France's far right National Front political party leader Marine Le Pen has called for a French referendum on EU membership on June 24.
France's far right National Front political party leader Marine Le Pen has called for a French referendum on EU membership on June 24.PHOTO: REUTERS

PARIS (Reuters) - France's far right National Front party called for a French referendum on European Union membership on Friday (June 24), cheering a Brexit vote it hopes can boost its eurosceptic agenda at home.

"Victory for freedom!" said FN chief Marine Le Pen, who displayed the British flag on her Twitter page. "We now need to hold the same referendum in France and in (other) EU countries."

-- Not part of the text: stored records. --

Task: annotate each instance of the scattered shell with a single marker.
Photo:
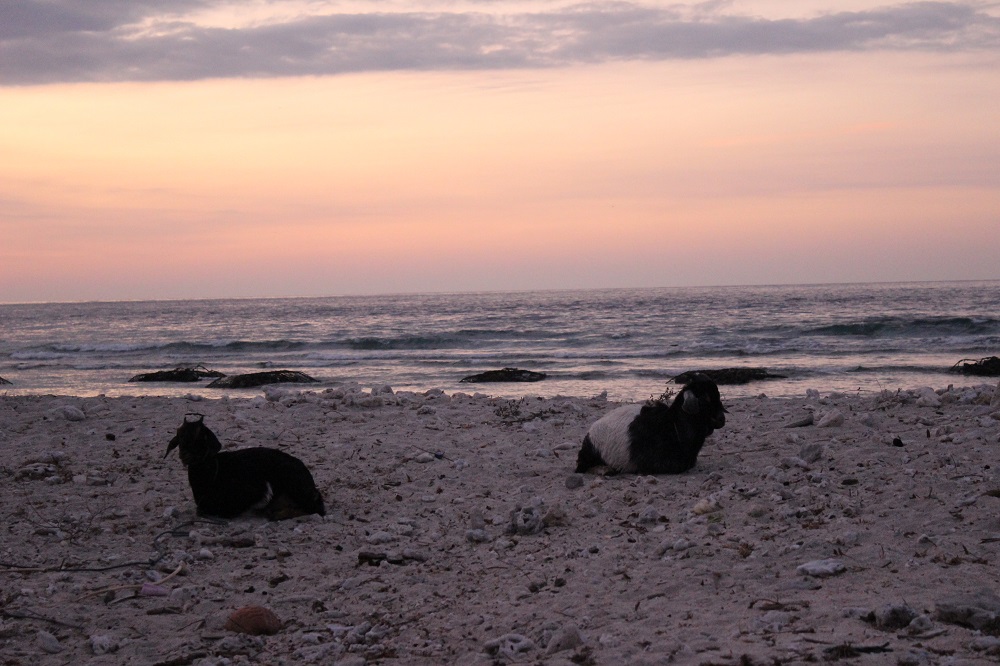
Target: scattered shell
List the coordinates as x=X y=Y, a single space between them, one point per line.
x=704 y=506
x=822 y=568
x=49 y=643
x=153 y=590
x=253 y=620
x=802 y=422
x=833 y=419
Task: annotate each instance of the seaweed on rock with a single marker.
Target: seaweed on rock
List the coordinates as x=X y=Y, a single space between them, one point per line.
x=729 y=375
x=984 y=367
x=179 y=374
x=506 y=375
x=253 y=379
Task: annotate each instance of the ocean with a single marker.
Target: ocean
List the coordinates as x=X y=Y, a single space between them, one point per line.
x=626 y=342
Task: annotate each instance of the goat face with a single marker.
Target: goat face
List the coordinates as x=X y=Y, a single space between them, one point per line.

Her deputy Florian Philippot said it was now France's turn to vote to leave the EU. "The liberty of peoples always wins in the end! Bravo to the United Kingdom," he wrote on Twitter. "Our turn now #Brexit #Frexit."

The anti-immigrant, anti-euro FN was the only major French political party to call for Britons to vote to leave the EU.

 

Since taking over from her father Jean-Marie as FN leader in 2011, Ms Le Pen has reworked the image of the FN to make it more mainstream. The party has done better, election after election - in the first round.

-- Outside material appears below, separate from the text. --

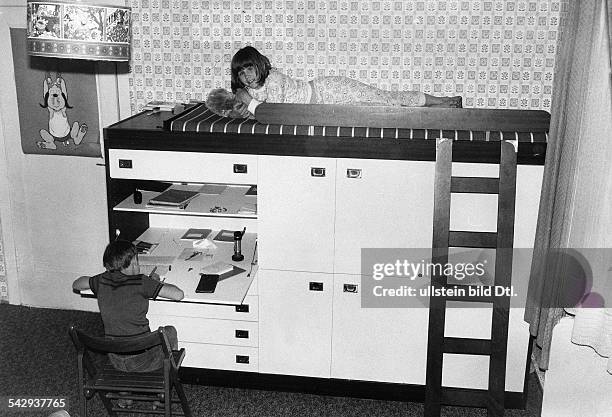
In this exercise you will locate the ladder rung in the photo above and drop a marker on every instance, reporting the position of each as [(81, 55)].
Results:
[(464, 397), (467, 346), (476, 185), (477, 290), (472, 239)]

But it still loses in run-offs, and now controls less than a dozen small and medium-size municipalities.

Analysts, but also a few FN top officials and allies have said its protectionist, anti-euro policy, was partly to blame for this by putting off key older voters.

Britain's Leave vote can go a long way to help it overcome this, Ifop pollster's analyst Frederic Dabi said. "It's good news for Le Pen because the European issue was one of the key drags on FN voting," Mr Dabi said.

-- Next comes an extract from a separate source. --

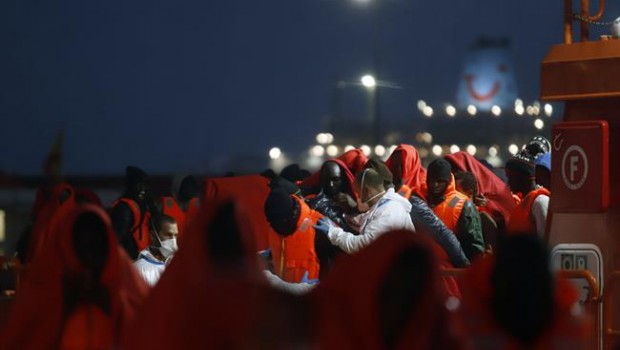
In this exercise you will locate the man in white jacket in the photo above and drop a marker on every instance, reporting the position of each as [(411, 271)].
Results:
[(381, 210), (152, 261)]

"Older voters, executives, feared a leap in the unknown because of its anti-EU stance. But the UK is setting a precedent. If it goes well there, it will make the FN's stance look much more mainstream."

Usually omnipresent in French media, Ms Le Pen had become largely silent over the past few months after suffering a huge disappointment in regional elections in December.

The Brexit vote could well throw her back on the front scene.

Ms Le Pen had said last month that if she won next year's French presidential election, she would immediately start negotiations with Brussels on a series of sovereignty issues including the single currency. If those failed, she would ask voters to back leaving the EU in a referendum, she said.

Ms Le Pen is the front-runner among likely candidates ahead of the 2017 presidential vote. However, polls see her losing the run-off.